Она задумалась. И нехотя начала:
— Ну, был директор, Хагбарт Хеллебюст лично.
— Так, а еще кто?
— Коммерческий отдел. Сотрудников там было много, но большей частью все в разъездах. Начальника звали Ульсен, но этот тоже на месте не сидел.
— Ясно.
Похоже, лед тронулся.
— Еще была фру Бугге, главный бухгалтер. Она сидела в отдельном кабинете.
— Так.
— Ну и мы.
— Это кто?
— Ну общий отдел.
— Вы были секретарем Хеллебюста?
— Представьте себе, нет. Я была делопроизводителем и выполняла поручения как коммерческого директора, так и фру Бугге. А секретарем Хеллебюста была фрекен Педерсен, ее даже называли очень личным секретарем. — В этом месте она неожиданно просияла: — А фрекен Педерсен умерла несколько лет спустя, — и продолжала с торжествующей миной, — после пожара. Взяла все свои сбережения и переселилась в Испанию, но там на нее напала какая-то странная болезнь из тех, что встречаются только на юге, едва успела добраться домой, и здесь в Бергене скоропостижно скончалась. Я навещала ее в больнице, — она замолчала, словно испугалась, что так много выложила и так быстро.
Официантка принесла наш заказ. Кусок хлеба, на котором возлежала котлета, промок от жира и разваливался при первом же прикосновении, но мясо оказалось съедобным, а листья салата — даже свежими.

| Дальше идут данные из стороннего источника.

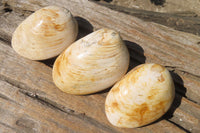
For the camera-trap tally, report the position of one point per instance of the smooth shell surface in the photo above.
(92, 63)
(45, 33)
(141, 97)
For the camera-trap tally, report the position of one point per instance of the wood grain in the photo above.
(35, 81)
(149, 42)
(27, 85)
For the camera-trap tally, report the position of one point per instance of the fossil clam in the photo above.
(140, 97)
(45, 33)
(92, 63)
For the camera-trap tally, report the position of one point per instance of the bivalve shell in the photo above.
(92, 63)
(45, 33)
(141, 97)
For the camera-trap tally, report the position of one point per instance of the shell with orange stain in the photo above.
(141, 97)
(45, 33)
(92, 63)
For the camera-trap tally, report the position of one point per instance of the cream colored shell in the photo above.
(141, 97)
(45, 33)
(92, 63)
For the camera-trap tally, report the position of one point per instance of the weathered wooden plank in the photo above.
(155, 43)
(34, 79)
(21, 113)
(186, 21)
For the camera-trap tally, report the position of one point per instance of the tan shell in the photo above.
(92, 63)
(45, 33)
(141, 97)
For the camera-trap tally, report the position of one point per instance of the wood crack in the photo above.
(68, 111)
(47, 102)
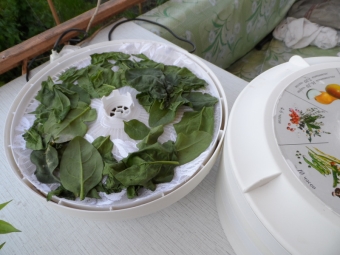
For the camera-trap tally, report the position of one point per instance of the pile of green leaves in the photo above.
(84, 169)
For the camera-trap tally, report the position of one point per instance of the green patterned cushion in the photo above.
(272, 54)
(222, 30)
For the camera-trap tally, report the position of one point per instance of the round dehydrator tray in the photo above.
(116, 206)
(277, 189)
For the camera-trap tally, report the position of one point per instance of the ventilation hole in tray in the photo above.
(119, 111)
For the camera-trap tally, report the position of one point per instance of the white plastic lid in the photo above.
(292, 201)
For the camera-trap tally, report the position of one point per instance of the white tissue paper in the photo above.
(123, 144)
(299, 33)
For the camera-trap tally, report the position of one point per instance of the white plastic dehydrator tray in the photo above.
(271, 195)
(116, 206)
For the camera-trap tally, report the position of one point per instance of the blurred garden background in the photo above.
(23, 19)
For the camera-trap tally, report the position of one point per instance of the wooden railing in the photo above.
(23, 52)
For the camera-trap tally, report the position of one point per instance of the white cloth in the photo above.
(299, 33)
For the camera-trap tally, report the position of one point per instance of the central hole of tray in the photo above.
(119, 111)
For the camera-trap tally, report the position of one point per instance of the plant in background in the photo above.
(5, 227)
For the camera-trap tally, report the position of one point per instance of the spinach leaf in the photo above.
(101, 58)
(186, 79)
(60, 192)
(33, 139)
(145, 100)
(46, 162)
(138, 174)
(83, 95)
(52, 98)
(135, 129)
(160, 116)
(81, 167)
(73, 125)
(152, 137)
(97, 81)
(72, 74)
(104, 146)
(190, 146)
(145, 79)
(194, 121)
(198, 100)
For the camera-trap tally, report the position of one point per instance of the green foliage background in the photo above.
(23, 19)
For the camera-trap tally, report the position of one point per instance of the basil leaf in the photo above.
(81, 167)
(187, 80)
(72, 74)
(33, 139)
(146, 79)
(135, 129)
(138, 174)
(160, 116)
(199, 100)
(145, 100)
(194, 121)
(83, 95)
(190, 146)
(152, 137)
(72, 126)
(101, 58)
(104, 146)
(46, 162)
(60, 192)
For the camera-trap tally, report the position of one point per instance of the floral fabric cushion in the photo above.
(274, 53)
(222, 30)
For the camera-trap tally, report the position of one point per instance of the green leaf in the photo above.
(192, 145)
(33, 139)
(72, 74)
(100, 58)
(81, 167)
(152, 137)
(145, 79)
(46, 162)
(196, 121)
(138, 174)
(145, 100)
(83, 95)
(73, 125)
(132, 191)
(135, 129)
(199, 100)
(160, 116)
(60, 192)
(104, 145)
(6, 228)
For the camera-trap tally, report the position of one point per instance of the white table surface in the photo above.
(189, 226)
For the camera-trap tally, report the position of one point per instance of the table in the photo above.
(189, 226)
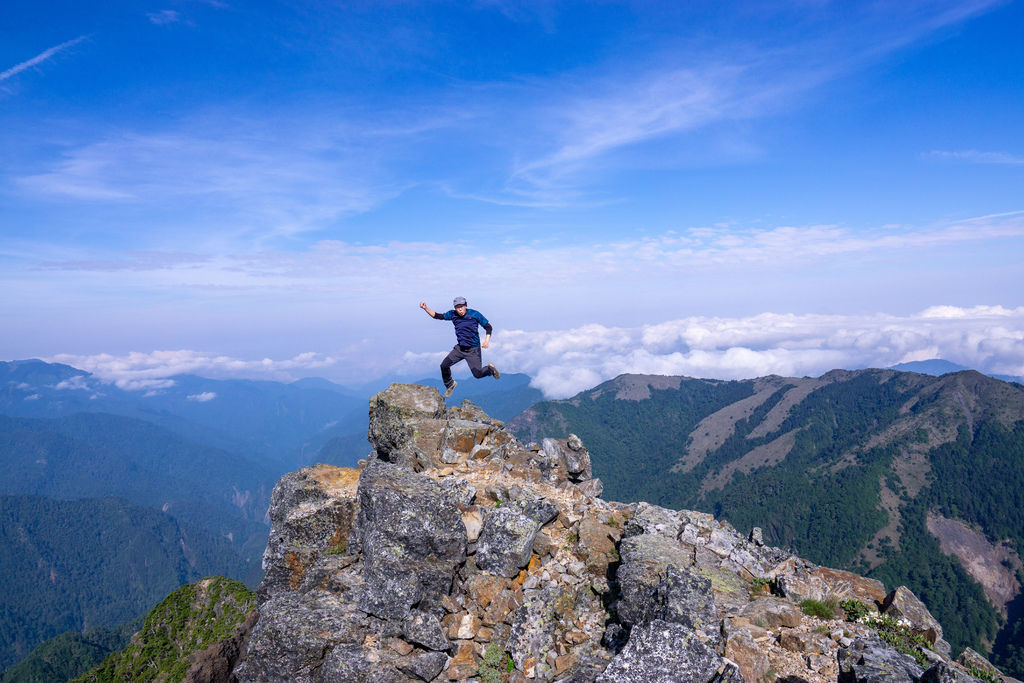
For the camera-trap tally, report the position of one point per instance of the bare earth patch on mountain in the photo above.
(637, 387)
(992, 566)
(764, 456)
(713, 430)
(778, 413)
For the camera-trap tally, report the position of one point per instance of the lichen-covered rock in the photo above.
(354, 665)
(645, 559)
(970, 658)
(574, 460)
(397, 414)
(902, 603)
(506, 541)
(686, 598)
(870, 660)
(750, 656)
(534, 627)
(425, 629)
(412, 538)
(463, 542)
(311, 512)
(667, 652)
(591, 487)
(538, 509)
(295, 632)
(424, 666)
(771, 612)
(947, 673)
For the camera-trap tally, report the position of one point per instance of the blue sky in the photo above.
(269, 188)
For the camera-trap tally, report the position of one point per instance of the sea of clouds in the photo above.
(563, 363)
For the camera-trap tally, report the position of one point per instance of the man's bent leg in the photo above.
(473, 358)
(454, 356)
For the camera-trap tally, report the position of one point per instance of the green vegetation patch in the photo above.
(496, 663)
(819, 608)
(901, 637)
(187, 621)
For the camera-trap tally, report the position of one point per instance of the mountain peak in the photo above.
(456, 551)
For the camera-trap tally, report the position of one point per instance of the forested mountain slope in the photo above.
(76, 564)
(849, 469)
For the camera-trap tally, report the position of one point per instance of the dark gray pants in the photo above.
(470, 354)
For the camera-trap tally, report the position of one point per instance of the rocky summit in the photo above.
(455, 552)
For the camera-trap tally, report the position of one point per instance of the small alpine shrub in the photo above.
(819, 608)
(855, 609)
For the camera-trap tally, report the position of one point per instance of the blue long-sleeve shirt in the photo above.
(466, 326)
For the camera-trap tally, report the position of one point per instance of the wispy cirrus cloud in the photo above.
(139, 371)
(243, 178)
(39, 58)
(164, 16)
(704, 249)
(975, 157)
(708, 85)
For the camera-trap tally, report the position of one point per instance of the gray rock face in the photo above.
(686, 598)
(394, 416)
(368, 578)
(412, 538)
(506, 541)
(425, 629)
(667, 652)
(424, 666)
(945, 673)
(311, 511)
(293, 634)
(569, 455)
(539, 510)
(870, 660)
(459, 491)
(902, 603)
(646, 555)
(534, 626)
(592, 487)
(350, 664)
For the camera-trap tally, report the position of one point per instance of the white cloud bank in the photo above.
(565, 361)
(136, 371)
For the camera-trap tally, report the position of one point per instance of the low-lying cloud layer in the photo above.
(135, 372)
(563, 363)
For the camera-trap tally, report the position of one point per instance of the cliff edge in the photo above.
(455, 552)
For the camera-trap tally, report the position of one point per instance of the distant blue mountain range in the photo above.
(938, 367)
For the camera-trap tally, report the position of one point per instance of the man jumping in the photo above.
(468, 343)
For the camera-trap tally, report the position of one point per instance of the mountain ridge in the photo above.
(845, 468)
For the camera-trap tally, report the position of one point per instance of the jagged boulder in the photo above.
(412, 539)
(686, 598)
(870, 660)
(506, 542)
(466, 550)
(294, 633)
(311, 512)
(947, 673)
(569, 455)
(902, 603)
(648, 548)
(406, 425)
(667, 652)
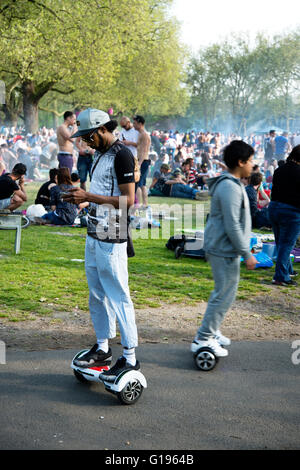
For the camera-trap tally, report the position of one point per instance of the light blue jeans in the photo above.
(109, 297)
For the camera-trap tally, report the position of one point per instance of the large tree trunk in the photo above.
(30, 107)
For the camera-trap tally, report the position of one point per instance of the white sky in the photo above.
(205, 22)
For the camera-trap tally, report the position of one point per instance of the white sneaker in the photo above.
(222, 340)
(212, 343)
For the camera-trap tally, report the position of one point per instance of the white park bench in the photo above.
(13, 221)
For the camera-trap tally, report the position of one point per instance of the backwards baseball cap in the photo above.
(89, 120)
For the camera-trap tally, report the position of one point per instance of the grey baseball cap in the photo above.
(90, 119)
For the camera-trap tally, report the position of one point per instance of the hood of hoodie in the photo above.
(212, 183)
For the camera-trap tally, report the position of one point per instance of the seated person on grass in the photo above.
(62, 212)
(13, 195)
(260, 217)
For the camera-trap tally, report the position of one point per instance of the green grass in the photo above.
(42, 278)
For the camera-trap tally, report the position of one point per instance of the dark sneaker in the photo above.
(284, 283)
(120, 366)
(93, 358)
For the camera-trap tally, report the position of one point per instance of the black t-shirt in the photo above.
(43, 195)
(7, 186)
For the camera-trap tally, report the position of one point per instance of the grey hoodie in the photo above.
(228, 228)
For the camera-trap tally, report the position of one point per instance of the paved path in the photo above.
(250, 400)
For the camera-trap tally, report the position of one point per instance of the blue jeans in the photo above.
(109, 297)
(182, 190)
(285, 221)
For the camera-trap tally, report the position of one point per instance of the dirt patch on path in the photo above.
(275, 316)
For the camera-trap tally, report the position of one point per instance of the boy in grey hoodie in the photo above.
(226, 239)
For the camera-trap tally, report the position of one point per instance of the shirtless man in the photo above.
(143, 147)
(65, 143)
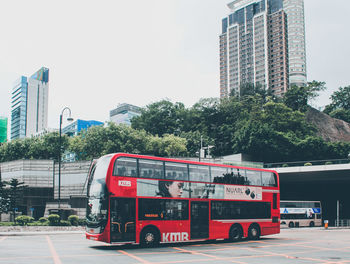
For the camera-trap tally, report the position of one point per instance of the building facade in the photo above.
(78, 125)
(124, 113)
(41, 177)
(294, 10)
(3, 129)
(254, 45)
(29, 105)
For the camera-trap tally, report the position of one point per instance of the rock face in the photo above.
(330, 129)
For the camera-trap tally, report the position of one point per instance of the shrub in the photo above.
(73, 219)
(37, 223)
(82, 221)
(65, 223)
(42, 219)
(7, 223)
(54, 219)
(24, 219)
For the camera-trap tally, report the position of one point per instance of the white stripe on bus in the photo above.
(243, 220)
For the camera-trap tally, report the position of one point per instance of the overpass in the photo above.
(326, 183)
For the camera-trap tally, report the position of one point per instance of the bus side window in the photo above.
(151, 169)
(199, 173)
(254, 177)
(268, 179)
(176, 171)
(274, 201)
(124, 166)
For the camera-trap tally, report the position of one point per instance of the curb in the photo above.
(40, 233)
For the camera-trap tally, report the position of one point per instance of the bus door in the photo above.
(199, 220)
(123, 219)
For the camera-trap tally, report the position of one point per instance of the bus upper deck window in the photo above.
(125, 167)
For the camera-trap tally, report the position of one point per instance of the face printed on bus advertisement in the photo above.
(170, 188)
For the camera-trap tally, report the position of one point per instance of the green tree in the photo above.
(340, 104)
(298, 97)
(161, 117)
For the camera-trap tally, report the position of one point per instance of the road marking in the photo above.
(134, 257)
(56, 258)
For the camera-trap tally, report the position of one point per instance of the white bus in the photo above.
(301, 213)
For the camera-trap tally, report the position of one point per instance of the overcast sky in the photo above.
(102, 53)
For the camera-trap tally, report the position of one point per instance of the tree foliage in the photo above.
(298, 97)
(252, 122)
(340, 104)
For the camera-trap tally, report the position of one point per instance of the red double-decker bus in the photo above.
(151, 200)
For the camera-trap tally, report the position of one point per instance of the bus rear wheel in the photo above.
(254, 232)
(236, 233)
(149, 237)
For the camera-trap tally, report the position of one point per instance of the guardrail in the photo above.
(342, 223)
(306, 163)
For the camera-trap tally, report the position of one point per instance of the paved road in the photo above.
(304, 245)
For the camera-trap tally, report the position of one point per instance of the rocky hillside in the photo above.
(330, 129)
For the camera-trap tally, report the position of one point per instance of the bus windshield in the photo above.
(96, 217)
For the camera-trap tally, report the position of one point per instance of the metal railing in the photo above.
(306, 163)
(342, 223)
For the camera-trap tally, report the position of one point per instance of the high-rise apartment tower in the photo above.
(29, 105)
(256, 47)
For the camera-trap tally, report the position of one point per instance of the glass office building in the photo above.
(255, 46)
(3, 129)
(124, 113)
(29, 105)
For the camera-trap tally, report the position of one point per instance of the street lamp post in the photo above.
(69, 118)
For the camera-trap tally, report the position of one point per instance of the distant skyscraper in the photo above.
(74, 128)
(294, 10)
(124, 113)
(254, 45)
(29, 105)
(3, 129)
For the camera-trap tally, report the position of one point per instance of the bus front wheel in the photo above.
(236, 233)
(254, 232)
(149, 237)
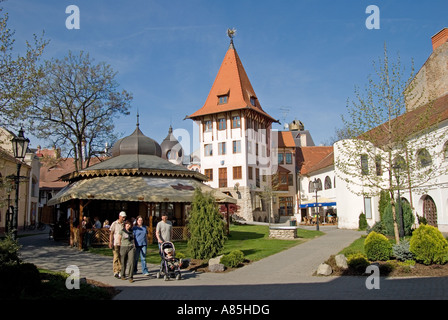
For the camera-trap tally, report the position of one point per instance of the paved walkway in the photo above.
(285, 275)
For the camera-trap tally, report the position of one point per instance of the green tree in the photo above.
(207, 227)
(19, 74)
(78, 102)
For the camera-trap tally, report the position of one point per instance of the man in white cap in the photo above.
(114, 242)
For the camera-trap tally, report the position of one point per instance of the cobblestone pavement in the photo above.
(285, 275)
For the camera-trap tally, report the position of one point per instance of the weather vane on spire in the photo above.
(231, 33)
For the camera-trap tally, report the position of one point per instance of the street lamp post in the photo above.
(316, 186)
(19, 147)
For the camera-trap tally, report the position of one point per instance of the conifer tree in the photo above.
(207, 227)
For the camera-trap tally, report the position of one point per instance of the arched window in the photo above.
(424, 158)
(327, 183)
(399, 163)
(364, 165)
(311, 186)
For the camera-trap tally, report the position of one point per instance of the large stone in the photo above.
(324, 269)
(341, 261)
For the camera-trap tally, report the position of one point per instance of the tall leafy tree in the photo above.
(77, 104)
(391, 148)
(19, 73)
(207, 227)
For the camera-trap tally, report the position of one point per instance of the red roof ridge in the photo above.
(231, 80)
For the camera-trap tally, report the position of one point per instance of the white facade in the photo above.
(236, 157)
(432, 192)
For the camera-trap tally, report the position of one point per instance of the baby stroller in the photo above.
(170, 265)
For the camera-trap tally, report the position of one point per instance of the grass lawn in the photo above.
(252, 240)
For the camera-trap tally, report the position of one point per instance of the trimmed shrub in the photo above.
(408, 219)
(362, 222)
(377, 247)
(358, 262)
(233, 259)
(378, 227)
(428, 245)
(207, 227)
(402, 251)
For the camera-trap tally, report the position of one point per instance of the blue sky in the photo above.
(303, 58)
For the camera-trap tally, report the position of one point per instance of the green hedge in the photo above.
(428, 245)
(377, 247)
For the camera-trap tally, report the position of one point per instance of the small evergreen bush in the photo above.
(362, 222)
(377, 247)
(233, 259)
(408, 219)
(428, 245)
(378, 227)
(207, 227)
(402, 251)
(358, 262)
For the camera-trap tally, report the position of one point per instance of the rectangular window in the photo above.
(208, 149)
(379, 170)
(236, 122)
(288, 158)
(209, 174)
(286, 205)
(257, 177)
(280, 158)
(221, 148)
(222, 177)
(364, 165)
(237, 146)
(223, 99)
(237, 172)
(208, 126)
(368, 207)
(222, 124)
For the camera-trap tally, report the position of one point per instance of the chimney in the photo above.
(439, 38)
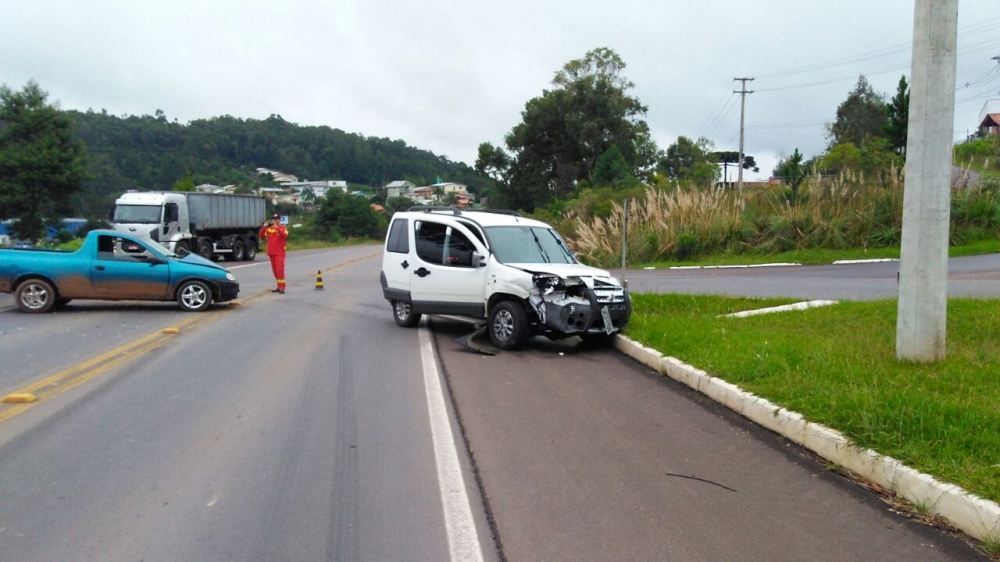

Проглотив первый кусок, я спросил:
— Кажется, у вас был еще один служащий?
Она злобно уставилась на меня:
— Кто это?
— Разве у вас не было курьера? Его звали… — я сделал вид, что пытаюсь вспомнить его имя, — Харальд Ульвен?
Ее глаза насмешливо сверкнули:
— Ах, этот. Совсем забыла. — Она опустила взгляд и продолжала есть молча.
Поверх ее плеча я увидел, что оркестр поднимается на перерыв. Короли танцплощадок устремились в туалет. Точно эпидемия на них напала.
Я покончил с едой и отодвинул тарелку.
— Постарайтесь вспомнить… Последние дни перед пожаром. Ведь бригадир Хольгер Карлсен приходил к вам в управление и сообщал об обнаруженной им утечке газа в производственном помещении?
Не поднимая глаз, она все резала и резала бутерброд на крошечные кусочки, словно нарочно затягивая с ответом. Но ответа я так и не дождался, она только упрямо покачала головой.